On the third day we heard a commotion in the dorm next door to us. When we went in there was a fat younger kid on his knees crying. Pink head up on him same as a big old balloon that lost some air. Dimpled from the fat. Few other young lads scampered back to their bunks when we came in. The fat lad was all snots and tears but he managed to answer James eventually,

—They were calling me skunk.

Started sniffling and panting again then and wiped his nose with his sleeve and said,

—And they kept saying I was farting and I wasn’t. Whenever they see me they block their nose and roar ‘Skunk’ at me.

Then he got fierce angry and shouted at his tormentors, ‘Fuckers!’ and started banging his thighs hard with his fists, wild angry face with tears streaming down his face. And then he pointed at two of them and shouted,

—And they call me lagging jacket.

The two bullies were a bit shocked by this outburst. James put his arm around the fat boy and told him that as long as we were around it would never happen again. James took hold of the boy’s wrists to stop him hitting his chubby thighs in rage, all the while saying,

—Easy. Easy.

Then he said,

—Come into our dorm for a while, will ya?

The kid didn’t answer. I think he thought James wasn’t being serious.

—Come on. We’re listening to the new Nirvana album. Have you heard of Nirvana?

—No.

—Well then it’s time to commence your education. Come on.

He followed us out. James stuck his head back into the dorm at the end and said,

—Anyone else mocks my cousin they’re going to have us to deal with.

James put his arm on the fat kid’s shoulder and said,


Never mind.

—I know, said the fat kid, snorting like a little pig.

—No.
Never mind
. It’s the name of the Nirvana album.

He tossed him the CD cover and laughed. The fat kid smiled.

—What’s your name cous’?

—Henry, said Henry.

—Hey scumbags, James roared. I wanna introduce an honorary member of Nirvana.

Nirvana was what we called our dorm as well.

—Henry is his name.

All the lads who were around on bunks shouted out a hello to Henry and went back about their business. Poker, computer games, car magazines. One lad had a tabloid.

—He’s staying in dorm three but they all keep farting in there, Dinky said.

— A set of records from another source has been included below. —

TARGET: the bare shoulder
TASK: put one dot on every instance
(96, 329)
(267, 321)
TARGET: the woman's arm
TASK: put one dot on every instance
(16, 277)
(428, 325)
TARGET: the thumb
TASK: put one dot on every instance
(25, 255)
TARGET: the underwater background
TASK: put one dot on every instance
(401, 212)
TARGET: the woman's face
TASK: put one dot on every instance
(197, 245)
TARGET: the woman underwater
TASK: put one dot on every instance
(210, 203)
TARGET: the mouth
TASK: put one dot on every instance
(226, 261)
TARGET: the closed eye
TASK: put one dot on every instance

Henry laughed. There was another chap. A big lanky Dub that hung around with us all the time as well. He was the biggest Nirvana fan you ever saw. He’d sit on the bed and play the imaginary drums along to the songs. Then there was Sinéad and her friends.

So. We went on like that. Three weeks. A kind of freedom. Except for the teachers who as long as you stayed put and didn’t go killing or hurting anyone they left you alone. And you had to make an effort to talk Irish when they were around of course. So it was a bigger version of freedom than any of us were used to.